Light scattering by a multicomponent plasma coupled with longitudinal-optical phonons: Raman spectra ofp-type GaAs:Zn

Abstract

The LO-phonon–hole-plasmon coupling is investigated for $p$-type III-V semiconductors. Due to a large carrier damping, only one coupled LO-phonon–plasmon mode (CPPM) appears. Expressions for the theoretical Raman scattering efficiency of a multicomponent plasma are derived in the random phase approximation. They take into account wave-vector-dependent intraband transitions within the heavy- and light-hole bands as well as interband transitions between them.

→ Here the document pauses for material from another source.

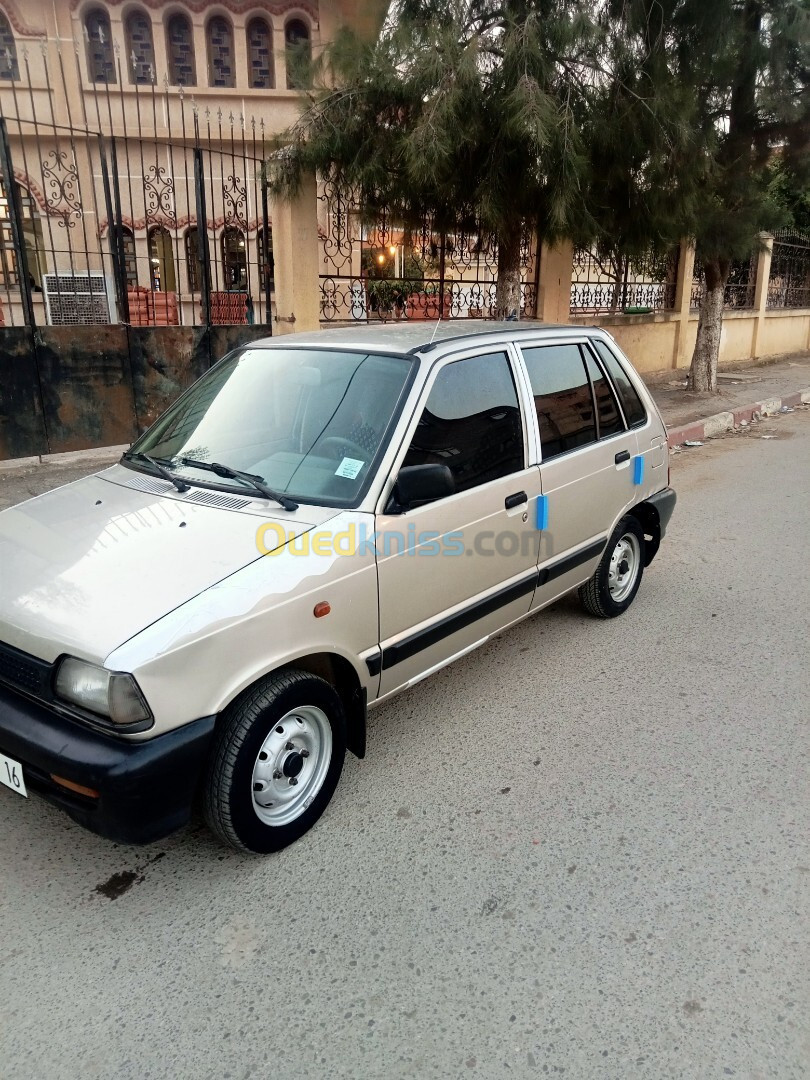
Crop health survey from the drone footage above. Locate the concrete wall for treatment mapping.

Finite lifetime effects were included in a generalized Mermin approximation. The theoretical band shapes of the CPPM at different temperatures are compared with Raman measurements of Zn-doped $p$-type GaAs in the hole concentration range ${p=10\mathrm{}}^{17}$–${10}^{20}$ ${\mathrm{cm}}^{-3}.$ At low temperatures the contribution of the interband transitions cannot be neglected in the frequency range of the CPPM, resulting in a mode broadening. Agreement between the theoretical band shapes and the Raman spectra is obtained without any fit parameter if the hole concentration $p$ and the mobility $\mu$ are derived from the measured Hall values $p_H$ and ${\mu }_H$ evaluated on the basis of a two-band model of the conductivity. Raman measurements of the CPPM in Zn-doped $p$-type GaP show a different temperature dependence, which is explained by the different ratio of the light- to the heavy-hole effective mass on the interband transitions.